Ericsson to Shut Emodo Advertising Divison: Sources


Swedish telecommunications-equipment company Ericsson plans to shut down Emodo, the advertising business it launched in 2017, multiple people familiar with the matter told Business Insider.

“Emodo was created in a strategic play for Ericsson to provide our telco customers with monetization opportunities through digital advertising,” an Ericsson spokesperson said in a statement.

“But with Emodo’s business shifting away from mobile operators, the strategic fit for Ericsson has been reduced in recent years,” the statement continued. “Furthermore, despite a significant effort from the team to gain momentum, Emodo has not achieved key financial goals for the business.”

The company had a large layoff in May, with the remaining team staying on to wind down the business, according to multiple people familiar with the matter.

Those sources said the decision to shut down Emodo came as a shock to those affected by May’s layoff. Emodo had only this year brought on a new team to help it build AI-powered ad solutions for connected TV. Just last month, it launched a new website.

However, several sources said that the company had already undergone multiple strategy pivots and never really gained strong enough momentum in the ad marketplace.

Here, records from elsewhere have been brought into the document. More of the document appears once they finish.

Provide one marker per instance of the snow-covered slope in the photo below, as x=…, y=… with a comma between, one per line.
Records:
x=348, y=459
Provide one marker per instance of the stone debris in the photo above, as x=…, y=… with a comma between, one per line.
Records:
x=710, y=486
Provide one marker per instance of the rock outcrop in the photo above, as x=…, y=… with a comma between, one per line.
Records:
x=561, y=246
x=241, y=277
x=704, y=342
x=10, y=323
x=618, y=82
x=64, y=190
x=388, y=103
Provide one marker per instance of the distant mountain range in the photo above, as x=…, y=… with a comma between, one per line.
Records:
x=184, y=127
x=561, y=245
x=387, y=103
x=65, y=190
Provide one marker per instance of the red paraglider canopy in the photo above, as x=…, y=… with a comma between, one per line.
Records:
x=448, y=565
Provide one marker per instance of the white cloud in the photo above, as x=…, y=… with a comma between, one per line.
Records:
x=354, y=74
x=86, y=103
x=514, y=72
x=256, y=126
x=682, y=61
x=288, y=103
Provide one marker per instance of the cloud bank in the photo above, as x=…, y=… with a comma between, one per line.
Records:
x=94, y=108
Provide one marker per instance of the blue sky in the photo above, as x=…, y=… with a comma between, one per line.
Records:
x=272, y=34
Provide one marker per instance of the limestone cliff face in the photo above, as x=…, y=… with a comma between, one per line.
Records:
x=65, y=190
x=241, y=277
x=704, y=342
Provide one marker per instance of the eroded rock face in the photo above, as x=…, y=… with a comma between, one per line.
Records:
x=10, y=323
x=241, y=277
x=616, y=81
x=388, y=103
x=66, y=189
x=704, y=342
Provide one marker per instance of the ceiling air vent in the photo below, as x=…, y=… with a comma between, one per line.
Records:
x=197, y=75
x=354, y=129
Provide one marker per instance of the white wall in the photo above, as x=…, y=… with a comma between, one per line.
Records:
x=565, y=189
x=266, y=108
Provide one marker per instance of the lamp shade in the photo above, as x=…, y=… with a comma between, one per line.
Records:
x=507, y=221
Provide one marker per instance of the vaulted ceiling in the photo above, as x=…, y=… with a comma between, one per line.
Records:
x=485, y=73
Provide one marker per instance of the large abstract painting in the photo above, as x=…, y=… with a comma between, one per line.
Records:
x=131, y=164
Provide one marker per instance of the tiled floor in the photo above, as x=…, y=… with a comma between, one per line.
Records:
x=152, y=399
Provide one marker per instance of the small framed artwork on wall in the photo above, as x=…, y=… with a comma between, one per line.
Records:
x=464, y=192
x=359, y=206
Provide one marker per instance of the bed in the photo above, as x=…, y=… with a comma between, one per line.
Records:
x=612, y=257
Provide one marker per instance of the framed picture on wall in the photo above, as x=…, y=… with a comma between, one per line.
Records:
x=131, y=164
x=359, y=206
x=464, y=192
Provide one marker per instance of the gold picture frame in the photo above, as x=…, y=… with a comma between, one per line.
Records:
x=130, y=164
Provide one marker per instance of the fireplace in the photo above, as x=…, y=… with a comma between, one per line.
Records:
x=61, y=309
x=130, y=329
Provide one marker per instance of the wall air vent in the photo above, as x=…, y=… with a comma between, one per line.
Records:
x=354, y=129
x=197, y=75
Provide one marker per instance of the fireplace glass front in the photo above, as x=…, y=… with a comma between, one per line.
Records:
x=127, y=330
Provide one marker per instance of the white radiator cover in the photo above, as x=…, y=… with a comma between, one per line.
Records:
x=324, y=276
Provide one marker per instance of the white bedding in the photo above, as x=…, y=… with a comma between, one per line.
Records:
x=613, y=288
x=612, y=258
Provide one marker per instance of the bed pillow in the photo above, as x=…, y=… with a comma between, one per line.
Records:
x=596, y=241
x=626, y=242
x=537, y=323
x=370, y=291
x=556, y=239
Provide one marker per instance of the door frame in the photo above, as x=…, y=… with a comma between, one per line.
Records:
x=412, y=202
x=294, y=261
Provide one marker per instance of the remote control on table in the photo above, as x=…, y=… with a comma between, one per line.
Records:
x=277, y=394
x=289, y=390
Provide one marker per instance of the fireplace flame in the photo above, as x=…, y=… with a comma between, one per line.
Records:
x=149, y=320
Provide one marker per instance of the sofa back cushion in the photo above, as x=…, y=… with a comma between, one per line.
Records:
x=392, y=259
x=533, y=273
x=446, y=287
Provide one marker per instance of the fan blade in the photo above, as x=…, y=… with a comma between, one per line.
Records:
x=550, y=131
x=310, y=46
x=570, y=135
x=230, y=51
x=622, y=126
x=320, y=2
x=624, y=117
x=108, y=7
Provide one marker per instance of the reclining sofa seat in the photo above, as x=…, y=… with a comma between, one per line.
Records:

Emodo had launched as a data management platform that used Ericsson’s connections with global network operators to build an anonymized database that claimed “1.3 billion user profiles,” which publishers and app developers could use to better match their audiences with advertisers.

Emodo acquired the location-focused data management and demand-side platform Placecast in 2018, and in 2021, it acquired Axonix, a mobile advertising exchange. It made a move into native advertising, offering ad products to both advertisers and publishers. And it later began pushing further into CTV, having last year hired digital ad veteran Andrew Rutledge — formerly of Xandr, Yieldex, PubMatic, and DoubleClick — as its chief revenue officer.

Emodo’s clients have included Shiseido, Audible, and Samsung, according to its website.

The closure of Emodo marks the latest in a long line of telco-adtech collaborations that have bitten the dust. Verizon sold its Yahoo and AOL properties to Apollo in 2021, the same year AT&T sold its Xandr adtech unit to Microsoft. The Singaporean telecoms company Singtel divested its Amobee adtech division to the adtech company Tremor International, now known as Nexxen, in 2022.

Matt Prohaska, the CEO of adtech consulting firm Prohaska Consulting, said the cultures of telcos and adtech companies are often misaligned, which can lead to telco-advertising businesses being set up for failure and not properly invested in. He added that telcos face the same challenges that the large number of retailers, airlines, and other apps have with launching new ad businesses.

“In marketing, for example, there is a big difference running campaigns for putting people in seats on a plane, or getting folks pushing a shopping cart for eggs, versus audience development and inventory management as a publisher,” Prohaska said.

Ericsson laid off thousands of workers last year amid a slowdown in demand for 5G equipment. However, the company said in April of this year that it expected its sales to stabilize over the rest of 2024 and predicted that its margins would benefit from the cost-saving efforts it had put in place.